TRIM is an optimization. Its actual implementation is left up to the manufacturer. Currently, most SSD manufacturers will queue a block for erasure by the garbage collector when it is discarded by TRIM, and this erasure is considered to be irreversible when it actually happens. But it is not designed for security, and it is not guaranteed to immediately erase data, even if some drives will erase it seconds or minutes after the command is issued. Just because the feature is usually implemented in such a way that precludes data recovery does not mean it can always be relied upon to do so in all cases.

The FTL may batch TRIM commands and execute them later, sometimes way later, and there's no way to know for sure if it really has occurred. Whether or not a TRIM operation on the entire drive will trigger foreground garbage collection depends on the firmware itself, for example. Furthermore, the operating system and filesystem driver need to support TRIM for the operation. If one chain in the link does not support transferring the command to the next link in the chain, it won't work.

Finally, although there's currently no known way to recover deleted data from a flash block that has had TRIM correctly applied, it's far more likely that the data is unrecoverable if you use ATA Secure Erase which, on modern SSDs, uses SED (Secure Encrypted Drive). With SED, the entire drive is transparently encrypted, and ATA Secure Erase simply removes the SED key, rendering all of the data instantly unrecoverable. The drive can then be formatted normally with your preferred tools.
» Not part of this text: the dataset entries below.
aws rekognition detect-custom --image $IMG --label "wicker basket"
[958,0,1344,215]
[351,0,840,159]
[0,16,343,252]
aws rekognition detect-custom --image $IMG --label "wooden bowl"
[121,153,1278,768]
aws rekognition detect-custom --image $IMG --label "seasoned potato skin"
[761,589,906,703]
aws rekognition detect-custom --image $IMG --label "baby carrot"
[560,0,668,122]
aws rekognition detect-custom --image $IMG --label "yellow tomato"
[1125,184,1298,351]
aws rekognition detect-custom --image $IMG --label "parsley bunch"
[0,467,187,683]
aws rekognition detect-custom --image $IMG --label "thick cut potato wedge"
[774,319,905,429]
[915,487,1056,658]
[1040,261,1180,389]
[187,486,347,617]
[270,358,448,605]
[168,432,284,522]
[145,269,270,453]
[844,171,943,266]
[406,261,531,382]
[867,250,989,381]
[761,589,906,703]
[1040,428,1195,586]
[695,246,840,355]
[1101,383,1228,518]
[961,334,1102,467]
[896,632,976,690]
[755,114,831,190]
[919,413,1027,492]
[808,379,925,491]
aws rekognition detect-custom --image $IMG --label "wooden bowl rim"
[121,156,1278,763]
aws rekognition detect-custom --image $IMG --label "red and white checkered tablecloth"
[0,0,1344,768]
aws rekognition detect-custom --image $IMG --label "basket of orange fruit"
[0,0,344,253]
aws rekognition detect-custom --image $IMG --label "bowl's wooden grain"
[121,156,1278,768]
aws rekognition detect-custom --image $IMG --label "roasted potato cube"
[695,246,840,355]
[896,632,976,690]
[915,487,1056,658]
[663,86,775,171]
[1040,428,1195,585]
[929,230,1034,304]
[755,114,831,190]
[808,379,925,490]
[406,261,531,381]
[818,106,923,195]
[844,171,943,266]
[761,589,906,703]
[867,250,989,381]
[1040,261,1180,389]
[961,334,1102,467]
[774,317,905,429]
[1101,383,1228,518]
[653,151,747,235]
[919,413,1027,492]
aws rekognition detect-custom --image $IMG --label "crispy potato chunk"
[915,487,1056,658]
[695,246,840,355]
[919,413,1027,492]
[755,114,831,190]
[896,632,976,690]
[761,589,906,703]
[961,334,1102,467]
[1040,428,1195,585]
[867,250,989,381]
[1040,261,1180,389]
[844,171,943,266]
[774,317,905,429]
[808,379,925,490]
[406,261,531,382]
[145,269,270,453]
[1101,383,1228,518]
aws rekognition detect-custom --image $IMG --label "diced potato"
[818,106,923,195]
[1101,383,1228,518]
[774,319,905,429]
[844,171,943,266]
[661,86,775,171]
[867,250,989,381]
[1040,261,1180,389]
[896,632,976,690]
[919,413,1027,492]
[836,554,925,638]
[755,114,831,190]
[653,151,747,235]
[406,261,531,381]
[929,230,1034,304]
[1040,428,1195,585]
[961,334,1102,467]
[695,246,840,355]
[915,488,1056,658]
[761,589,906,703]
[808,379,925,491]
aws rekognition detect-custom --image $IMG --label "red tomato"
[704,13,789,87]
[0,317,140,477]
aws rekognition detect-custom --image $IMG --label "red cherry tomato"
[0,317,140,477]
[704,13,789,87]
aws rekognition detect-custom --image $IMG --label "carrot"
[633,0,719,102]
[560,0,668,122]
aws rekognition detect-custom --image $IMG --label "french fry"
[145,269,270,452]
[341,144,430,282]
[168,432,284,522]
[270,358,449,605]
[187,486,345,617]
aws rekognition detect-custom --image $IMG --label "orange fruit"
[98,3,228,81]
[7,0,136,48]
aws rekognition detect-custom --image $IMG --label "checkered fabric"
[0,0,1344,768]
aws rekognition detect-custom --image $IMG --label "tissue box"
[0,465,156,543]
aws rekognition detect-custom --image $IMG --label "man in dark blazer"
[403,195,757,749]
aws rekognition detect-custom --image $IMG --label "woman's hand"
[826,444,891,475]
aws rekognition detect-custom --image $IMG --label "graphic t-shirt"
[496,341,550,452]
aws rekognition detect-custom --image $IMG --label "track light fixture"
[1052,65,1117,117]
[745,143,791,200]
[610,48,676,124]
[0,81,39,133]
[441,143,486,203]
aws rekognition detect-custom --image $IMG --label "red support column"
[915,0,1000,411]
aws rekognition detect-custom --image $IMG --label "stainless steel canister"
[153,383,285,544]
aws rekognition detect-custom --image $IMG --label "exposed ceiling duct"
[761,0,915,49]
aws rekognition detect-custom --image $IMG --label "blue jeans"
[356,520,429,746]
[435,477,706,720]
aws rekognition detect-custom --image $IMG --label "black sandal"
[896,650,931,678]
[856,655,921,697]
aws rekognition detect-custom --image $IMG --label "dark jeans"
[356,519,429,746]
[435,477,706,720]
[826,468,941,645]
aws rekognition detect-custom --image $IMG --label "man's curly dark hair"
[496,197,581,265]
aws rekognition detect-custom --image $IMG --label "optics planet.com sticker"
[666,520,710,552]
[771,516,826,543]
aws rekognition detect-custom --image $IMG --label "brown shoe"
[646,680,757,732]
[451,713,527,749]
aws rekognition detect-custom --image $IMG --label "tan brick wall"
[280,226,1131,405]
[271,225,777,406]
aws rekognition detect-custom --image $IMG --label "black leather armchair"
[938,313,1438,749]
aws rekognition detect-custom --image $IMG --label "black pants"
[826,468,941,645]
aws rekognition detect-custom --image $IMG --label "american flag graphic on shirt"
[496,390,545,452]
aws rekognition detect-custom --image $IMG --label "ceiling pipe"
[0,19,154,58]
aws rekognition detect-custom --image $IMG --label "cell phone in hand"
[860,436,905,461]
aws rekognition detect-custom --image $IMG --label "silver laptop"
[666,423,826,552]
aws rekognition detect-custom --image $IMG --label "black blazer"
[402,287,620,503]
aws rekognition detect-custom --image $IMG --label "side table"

Since you asked for specific examples, here is an article in which a manufacturer does not implement TRIM in such a way that erasure will occur in a timely manner:

Instead of the original Silicon Motion controller, the new batch of PNY Optima drives had a different, SandForce-based controller known for its less-than-perfect implementation of garbage collection leaving data on the disk for a long time after it’s been deleted.

The same article makes it clear that the type of TRIM supported may also affect erasure:

However, the implementation of the Deterministic Read After Trim (DRAT) protocol by many recent SSD drives makes trimmed pages inaccessible via standard SATA commands. If a particular SSD drive implements DRAT or DZAT (Deterministic Read Zero After Trim), the actual data may physically reside on the drive for a long time, yet it will be unavailable to forensic specialists via standard acquisition techniques. Sending the SSD drive to the manufacturer might be the only way of obtaining this information on a physical level.

* Actually, even in theory the answer might be no, depending on your adversary.